Writing the Where: Storying the Places that Shape Us
About the Course: In this six-week nonfiction writing workshop, we will delve into writing about place. Together, we will read and discuss examples of how other writers build place as character, how they orient readers to an unknown, unfamiliar landscape. We will think about the aspects that make up a place: locale, landscape, people, culture, history, and values. We will consider our own positionality: how to use our unique connections to a place as fodder for our stories and how to write responsibility and ethically about places we cannot fully claim as our own. We will write into the questions we have about the places that have shaped us, the places we love and loathe in equal measure, the places that perplex us, the places we desire to know better, the places at the margins, the places that have changed over time, the places that have changed us at our core, the places that now exist only in our imaginations. Our class will be a homestead for curiosity, discourse, and experimentation. Inside and outside of class, we will write about place and develop a portfolio of ideas to plumb in future writing. We will end our class by engaging in a supportive, thoughtful workshop of pieces generated by participants during our class.
The Details
When: January 9, January 16, January 23, January 30; February 6, February 20 from 6:00 to 8:30 p.m.

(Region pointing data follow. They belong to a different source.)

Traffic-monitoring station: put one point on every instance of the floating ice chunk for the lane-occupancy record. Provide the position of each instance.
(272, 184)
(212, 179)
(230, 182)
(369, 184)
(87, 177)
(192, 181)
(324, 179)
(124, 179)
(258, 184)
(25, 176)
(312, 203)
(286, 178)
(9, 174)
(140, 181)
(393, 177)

Where: Kore Press, 325 W 2nd St, Room 201
Cost*: $265, $250 if you register before December 20
Note: This class will be capped at 12 participants so register soon to reserve your spot.
CLASS FULL!
About Lisa: Lisa M. O’Neill is a writer, writing teacher, and creativity usher. A native New Orleanian and current desert dweller, Lisa received her MFA in nonfiction writing from the University of Arizona, where she taught writing in the English Department for a decade. She writes essays, journalism articles, and think pieces, and she teaches online and in-person writing workshops and works individually with writers, helping them discover and usher their stories onto the page. She also teaches writing with students at juvenile detention and at the Arizona State Prison. She was a regular contributor to Edible Baja Arizona and received first place in Community Food and Beverage Reporting from the Arizona Press Club for 2015. Her July 2017 piece for B*tch Media was featured in the New York Times “What We’re Reading” list. More writing has been published in Diagram, defunct, drunken boat, GOOD, Good Housekeeping, Bustle, Salon, The Feminist Wire, Talk Poverty, The Washington Post, and Terrain.org, among others.
*payment plans available if necessary.